Opportunity, Nasa's Longest-Running Mars Rover, Is Officially Dead

"Oppy outlived its mission lifetime by 14+ years."

Nasa’s longest-running rover on Mars, Opportunity, has been pronounced dead, 15 years after it landed on the red planet.

The six-wheeled vehicle was built to operate for just three months but kept going and going until it was finally doomed by a ferocious dust storm eight months ago.

Flight controllers made numerous attempts to contact it and sent one final series of recovery commands on Tuesday night, accompanied by one last wake-up song, Billie Holiday’s I’ll Be Seeing You.
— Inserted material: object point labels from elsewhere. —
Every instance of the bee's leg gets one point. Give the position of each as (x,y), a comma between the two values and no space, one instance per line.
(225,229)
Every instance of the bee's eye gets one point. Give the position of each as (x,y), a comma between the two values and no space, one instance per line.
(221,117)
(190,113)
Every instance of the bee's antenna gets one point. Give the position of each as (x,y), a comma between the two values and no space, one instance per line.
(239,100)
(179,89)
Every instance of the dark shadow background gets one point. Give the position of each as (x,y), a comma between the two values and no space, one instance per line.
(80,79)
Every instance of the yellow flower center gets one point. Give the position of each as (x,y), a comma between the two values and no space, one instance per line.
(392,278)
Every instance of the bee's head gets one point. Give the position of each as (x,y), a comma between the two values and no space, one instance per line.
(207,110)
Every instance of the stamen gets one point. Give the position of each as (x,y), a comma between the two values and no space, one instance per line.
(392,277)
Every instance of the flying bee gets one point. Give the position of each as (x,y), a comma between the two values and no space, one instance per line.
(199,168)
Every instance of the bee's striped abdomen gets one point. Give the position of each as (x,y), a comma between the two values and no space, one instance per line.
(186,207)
There was no response, only silence.

Remarkably agile until communication ended last June, Opportunity roamed a record 28 miles around Mars.

Opportunity and its long-dead twin rover, Spirit, found evidence that ancient Mars had water flowing on its surface and might have been capable of sustaining microbial life.

A false-colour image of the Mars landscape captured by Opportunity.
A false-colour image of the Mars landscape captured by Opportunity.
NASA/Science Source via Getty Images

It wasn’t all plain sailing though – part of the robots’ programming involved spinning in tight circles to test nearby terrain and find new routes.

Humorously, depending on your age perhaps, that had the unfortunate consequence of drawing a certain shape on the surface, which when discovered by Reddit essentially crashed Nasa’s website.